« T’es ingénieure, secrétaire, photographe, monteuse, vidéaste, comptable… T’as tous les métiers du monde. » Cette phrase, résumé non exhaustif de l’activité plurielle des créatrices de contenu pornographique sur Internet, c’est Aspasie qui la prononce dans le documentaire Télétravail du sexe, diffusé au public pour la première fois en France vendredi 5 juillet au Club de l’étoile, à Paris.
Réalisé par deux professionnelles du travail du sexe en ligne, Carmina et Prune, le film suit le quotidien de cinq Françaises qui créent et commercialisent des contenus pour adultes. Une heure et douze minutes durant, elles racontent la diversité de leur activité, leurs rapports à la sexualité et les relations parfois complexes qu’elles entretiennent avec les plates-formes numériques, sur lesquelles elles évoluent et avec ceux qu’elles nomment leurs « clients ».

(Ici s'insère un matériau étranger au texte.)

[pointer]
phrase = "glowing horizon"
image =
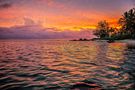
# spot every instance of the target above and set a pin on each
(62, 14)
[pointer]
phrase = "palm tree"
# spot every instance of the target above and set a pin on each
(128, 23)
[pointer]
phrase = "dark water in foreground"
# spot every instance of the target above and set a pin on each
(56, 65)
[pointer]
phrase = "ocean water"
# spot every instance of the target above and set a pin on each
(59, 64)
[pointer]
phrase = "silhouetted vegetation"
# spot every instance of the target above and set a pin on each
(127, 30)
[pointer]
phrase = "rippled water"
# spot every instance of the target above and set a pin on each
(56, 65)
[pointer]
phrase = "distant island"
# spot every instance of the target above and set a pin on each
(126, 29)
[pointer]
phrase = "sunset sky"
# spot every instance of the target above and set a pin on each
(62, 14)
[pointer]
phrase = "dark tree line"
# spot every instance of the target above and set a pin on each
(127, 30)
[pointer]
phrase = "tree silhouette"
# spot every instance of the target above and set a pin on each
(128, 23)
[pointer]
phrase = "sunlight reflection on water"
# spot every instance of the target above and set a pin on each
(44, 64)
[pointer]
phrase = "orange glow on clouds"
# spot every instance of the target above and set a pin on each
(55, 14)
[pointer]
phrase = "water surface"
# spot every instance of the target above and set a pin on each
(56, 65)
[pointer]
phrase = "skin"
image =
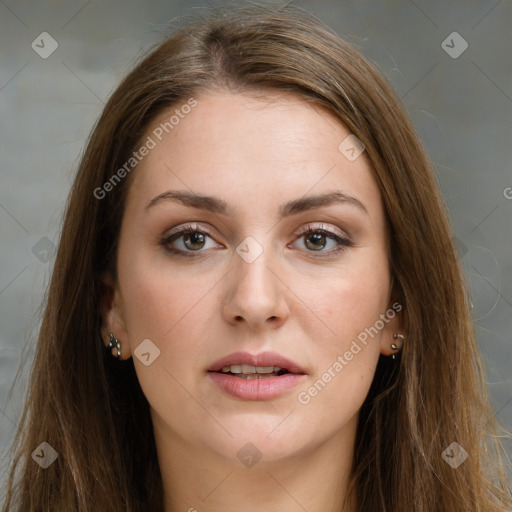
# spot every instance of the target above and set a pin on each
(255, 154)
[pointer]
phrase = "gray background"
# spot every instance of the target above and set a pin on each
(462, 108)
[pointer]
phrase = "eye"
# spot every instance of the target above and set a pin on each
(317, 238)
(187, 240)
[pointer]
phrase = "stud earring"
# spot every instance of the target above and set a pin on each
(114, 343)
(394, 346)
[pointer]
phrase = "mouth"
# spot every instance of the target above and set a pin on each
(263, 376)
(244, 365)
(247, 371)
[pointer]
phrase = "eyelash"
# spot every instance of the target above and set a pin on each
(309, 230)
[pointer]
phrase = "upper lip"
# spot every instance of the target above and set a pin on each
(261, 359)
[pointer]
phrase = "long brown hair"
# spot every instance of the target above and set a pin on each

Le tout, et ceci est rare lorsqu’on parle de travail du sexe, sans poser de filtre sensationnaliste ou, pour reprendre le terme des réalisatrices, « victimisant », sur cette profession tant fantasmée. Au contraire, comme l’explicite Carmina au Monde : « On voulait montrer la réalité : ce que c’est au quotidien, les difficultés qu’on rencontre et les bonheurs qu’on peut trouver. »

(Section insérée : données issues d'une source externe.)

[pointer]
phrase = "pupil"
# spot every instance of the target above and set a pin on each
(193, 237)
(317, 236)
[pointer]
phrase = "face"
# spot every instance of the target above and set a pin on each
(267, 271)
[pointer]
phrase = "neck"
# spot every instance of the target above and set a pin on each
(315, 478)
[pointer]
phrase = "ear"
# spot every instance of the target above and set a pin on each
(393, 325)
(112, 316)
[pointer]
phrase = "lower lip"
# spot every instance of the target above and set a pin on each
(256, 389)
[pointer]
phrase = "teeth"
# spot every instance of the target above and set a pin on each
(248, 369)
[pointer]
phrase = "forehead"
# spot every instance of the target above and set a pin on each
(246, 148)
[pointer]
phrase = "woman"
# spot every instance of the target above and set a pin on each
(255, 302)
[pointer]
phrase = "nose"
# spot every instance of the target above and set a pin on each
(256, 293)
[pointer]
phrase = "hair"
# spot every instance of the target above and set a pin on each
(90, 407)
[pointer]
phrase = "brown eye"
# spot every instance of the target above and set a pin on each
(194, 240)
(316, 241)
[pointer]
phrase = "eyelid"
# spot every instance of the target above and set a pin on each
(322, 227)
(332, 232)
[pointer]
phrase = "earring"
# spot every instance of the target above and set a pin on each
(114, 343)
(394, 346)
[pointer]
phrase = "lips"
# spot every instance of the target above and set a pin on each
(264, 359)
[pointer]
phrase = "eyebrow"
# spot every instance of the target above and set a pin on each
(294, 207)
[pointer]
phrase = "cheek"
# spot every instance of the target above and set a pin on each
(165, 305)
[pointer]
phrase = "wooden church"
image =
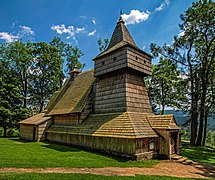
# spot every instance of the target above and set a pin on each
(108, 109)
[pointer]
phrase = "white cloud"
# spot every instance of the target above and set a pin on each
(92, 33)
(27, 30)
(62, 29)
(162, 6)
(79, 30)
(135, 16)
(93, 21)
(8, 37)
(69, 31)
(181, 34)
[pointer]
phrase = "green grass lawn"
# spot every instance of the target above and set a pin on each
(18, 153)
(51, 176)
(199, 154)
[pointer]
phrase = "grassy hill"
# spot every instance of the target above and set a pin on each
(182, 117)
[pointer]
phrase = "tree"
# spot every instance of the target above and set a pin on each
(19, 54)
(195, 51)
(60, 46)
(11, 99)
(72, 57)
(44, 73)
(165, 85)
(103, 44)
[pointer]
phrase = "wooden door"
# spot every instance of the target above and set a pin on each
(172, 146)
(173, 143)
(34, 134)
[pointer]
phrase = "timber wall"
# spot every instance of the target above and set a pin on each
(138, 61)
(136, 94)
(119, 146)
(110, 94)
(136, 149)
(67, 119)
(163, 141)
(26, 132)
(110, 62)
(41, 134)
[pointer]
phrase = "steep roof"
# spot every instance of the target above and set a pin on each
(120, 33)
(120, 38)
(163, 121)
(35, 120)
(73, 95)
(121, 125)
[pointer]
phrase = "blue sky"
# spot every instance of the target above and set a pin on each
(83, 22)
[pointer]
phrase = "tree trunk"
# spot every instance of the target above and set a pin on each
(41, 106)
(25, 94)
(205, 129)
(193, 114)
(202, 113)
(5, 131)
(163, 99)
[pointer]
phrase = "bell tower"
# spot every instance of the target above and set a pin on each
(120, 72)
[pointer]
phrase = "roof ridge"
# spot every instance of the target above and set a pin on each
(132, 123)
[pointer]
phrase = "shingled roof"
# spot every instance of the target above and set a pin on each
(120, 125)
(35, 120)
(120, 38)
(73, 95)
(163, 121)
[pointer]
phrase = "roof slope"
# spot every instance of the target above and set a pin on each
(163, 121)
(120, 33)
(120, 38)
(35, 120)
(73, 95)
(121, 125)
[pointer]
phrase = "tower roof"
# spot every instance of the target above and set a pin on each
(120, 38)
(120, 34)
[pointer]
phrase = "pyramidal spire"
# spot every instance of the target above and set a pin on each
(120, 33)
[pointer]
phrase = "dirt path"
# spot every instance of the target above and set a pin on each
(164, 168)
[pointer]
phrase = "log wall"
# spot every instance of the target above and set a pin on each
(89, 106)
(41, 134)
(26, 132)
(139, 61)
(119, 146)
(110, 94)
(110, 62)
(164, 142)
(125, 57)
(135, 149)
(67, 119)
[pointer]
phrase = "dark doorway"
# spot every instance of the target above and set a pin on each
(173, 143)
(34, 134)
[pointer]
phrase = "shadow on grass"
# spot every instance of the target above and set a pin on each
(18, 140)
(73, 148)
(199, 154)
(59, 147)
(204, 158)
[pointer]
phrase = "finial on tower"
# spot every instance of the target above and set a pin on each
(120, 18)
(121, 12)
(73, 73)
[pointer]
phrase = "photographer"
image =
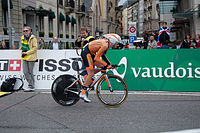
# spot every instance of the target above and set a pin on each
(29, 56)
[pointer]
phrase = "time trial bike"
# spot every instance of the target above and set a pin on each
(111, 90)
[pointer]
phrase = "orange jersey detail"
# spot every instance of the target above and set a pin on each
(98, 48)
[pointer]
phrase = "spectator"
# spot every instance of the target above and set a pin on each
(42, 44)
(145, 42)
(29, 56)
(152, 43)
(3, 45)
(178, 45)
(164, 36)
(138, 46)
(186, 41)
(198, 40)
(55, 45)
(192, 43)
(78, 42)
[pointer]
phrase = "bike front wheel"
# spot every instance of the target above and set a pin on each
(114, 96)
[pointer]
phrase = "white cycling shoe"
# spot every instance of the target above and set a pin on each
(85, 98)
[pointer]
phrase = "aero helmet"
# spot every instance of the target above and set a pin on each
(113, 38)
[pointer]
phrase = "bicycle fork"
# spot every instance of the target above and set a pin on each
(108, 82)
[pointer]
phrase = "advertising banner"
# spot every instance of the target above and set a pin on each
(50, 64)
(143, 70)
(158, 70)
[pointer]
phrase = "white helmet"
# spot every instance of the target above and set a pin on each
(113, 38)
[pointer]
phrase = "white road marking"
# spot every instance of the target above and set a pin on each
(185, 131)
(164, 93)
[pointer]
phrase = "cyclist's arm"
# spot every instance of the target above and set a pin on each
(99, 54)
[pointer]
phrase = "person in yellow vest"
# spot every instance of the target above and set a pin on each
(84, 39)
(29, 56)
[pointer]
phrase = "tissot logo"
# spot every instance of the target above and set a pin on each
(10, 65)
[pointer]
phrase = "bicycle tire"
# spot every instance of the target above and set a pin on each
(115, 98)
(58, 90)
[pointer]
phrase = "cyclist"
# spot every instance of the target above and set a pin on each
(84, 38)
(91, 54)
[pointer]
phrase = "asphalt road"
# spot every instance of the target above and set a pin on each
(143, 112)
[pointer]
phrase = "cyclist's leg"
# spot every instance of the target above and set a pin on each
(90, 72)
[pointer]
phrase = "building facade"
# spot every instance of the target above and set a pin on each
(111, 18)
(61, 18)
(15, 17)
(187, 18)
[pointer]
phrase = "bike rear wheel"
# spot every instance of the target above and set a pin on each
(114, 97)
(59, 93)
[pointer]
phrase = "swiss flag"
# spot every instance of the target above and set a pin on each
(14, 65)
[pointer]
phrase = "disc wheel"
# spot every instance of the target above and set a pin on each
(59, 93)
(114, 97)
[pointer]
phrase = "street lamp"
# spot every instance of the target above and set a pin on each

Un métier aussi créatif que précaire
Ce regard précis et bienveillant, présent même sans voix off, c’est celui de Prune et Carmina. Elles aussi ancrées depuis dix ans dans cette activité de « télétravailleuses du sexe », les deux femmes ont commencé ce travail documentaire il y a trois ans en revendiquant de s’entourer uniquement de femmes et de personnes LGBT+. Les créatrices qu’elles ont suivies ont d’ailleurs beau répondre à des pseudonymes différents (PetiteXSirene, Swann Purple, Inopia, Aspasie, Vera Flynn), ne pas évoluer dans les mêmes créneaux ou sur les mêmes plates-formes, elles partagent au quotidien de nombreux traits communs.
Télétravail du sexe donne à voir leurs lieux de vie, toujours bien décorés et souvent peuplés d’animaux de compagnie, qui sont aussi leurs lieux de travail. C’est là qu’elles tournent leurs scènes pornographiques, là qu’elles organisent des shootings photo érotiques, là qu’elles se montrent dénudées en direct sur des sites de webcam. Là, aussi, qu’elles passent une grande partie de la journée, une main constamment vissée au téléphone, à assurer leur propre promotion sur les réseaux sociaux, à répondre aux messages des internautes ou à dresser leur comptabilité.
La diversité des profils choisis par les réalisatrices permet d’appréhender une profession que les créatrices décrivent sans détour comme épanouissante et hautement créative. Mais dont elles n’ont pas peur d’aborder, aussi, la dimension précaire. « Ça fait dix ans que je fais du travail du sexe et deux ans que j’en vis », glisse dans le documentaire Vera Flynn. Une précarité qui se situe par ailleurs dans le temps (« en tant que femme, suis-je périssable ? », se demande en substance l’une des vidéastes) et dans l’isolement social que supposent de tels choix de carrière.